Sometimes it feels like it takes forever. We think we are wandering and getting nowhere, but His purpose is less about taking us to a certain place, and more about making us into a certain kind of people.
A year ago we thought for sure we’d had our last Christmas in this house. But we're still here, our house is pregnant and bursting at the seams and our toddler miraculously has not discovered how to climb out of his crib (and up the shelves) in our walk-in closet. And I feel more at peace over this in the last few months than I have in two years.
We are waiting, and I can finally say, I am okay with that. This is where He’s wanted me all along. Maybe this is what He’s been waiting for.
It is for discipline that you have to endure. God is treating you as sons. For what son is there whom his father does not discipline?
- Hebrews 12:7, ESV
Over the past year He’s spoken increasingly to me about things I used to love, used to hope for, and gave up on ages ago. Thoughts and dreams I was afraid to articulate He has put in black and white, right in front of me. He’s stubbornly putting them in my face, reminding me everywhere I look – as I’m thumbing through Instagram, reading a scene in a story, or talking with a friend – and He is breathing on them as you would rekindle an abandoned fire from black, smoldering coals.
A few things I dismissed as impossible: too big, too grand, too other-people-ish. Other things I thought I’d sacrificed for motherhood and other priorities, and thought maybe they were my own ideas and didn’t necessarily have any part in His plans. And sometimes that’s the case, sure. But mostly, friends, I felt burned – blackened from fear and pain and disappointment, like I was never going to be normal again.
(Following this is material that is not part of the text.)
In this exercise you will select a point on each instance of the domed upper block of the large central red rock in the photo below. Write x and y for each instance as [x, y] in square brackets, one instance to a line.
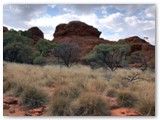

I was discouraged when the hits kept coming and thought maybe, this was just my lot – and not only was I not happy in it, but I thought since I wasn’t happy in it I must be doing life wrong.
I forgot what I was made for.
But when He persistently puts things in our face and we know it’s Him and there’s no arguing or ambiguity about it, we have to reconsider:
Did I dismiss all of this because I thought I was too small?
Or did I dismiss it all because I thought He was too small?
Were these dreams really impossible? Or was I just supposed to wait, trading my agenda and hurried pace for His training and timing and perfection, and the time is now at hand?
We would rather stay cool, unhoping. The fear of disappointment hurts; the heat of His breath on our blackened coals burns us.
But like a good parent, He is more stubborn than His kids and He keeps depositing small tinder. A little dried grass here (Hey Love, do you remember this goal you used to dream about?) and a piece of dry moss there (What about that idea your heart lights up over?) and something catches. A little smoke rises and scares us, gets in our eyes – so we pooh-pooh our dreams, and they darken again. But He just keeps laying on kindling everywhere we look – visions inspire us, pictures show what might happen in a hopeful future, memories unearth our hard-fought victories – and then He breathes again; something glows.
The darkness lights up with ideas, and fresh thoughts take shape. Hope carries heat with it. He blows again, and the flame leaps.
Those things we gave up on – because we are unworthy, unable, too small, defiled, tired, broken, selfish, wounded, unhealthy, etcetera; we think it’s too late, hopeless – He wants to breathe on them to create in us a fire that catches.
His reminders are not a joke; they are a prompting of the Holy Spirit. We were made to be ablaze with purpose and joy. He wants us to remember what it feels like to be radiantly healthy, committing the exploits He designed us for. We were made for this.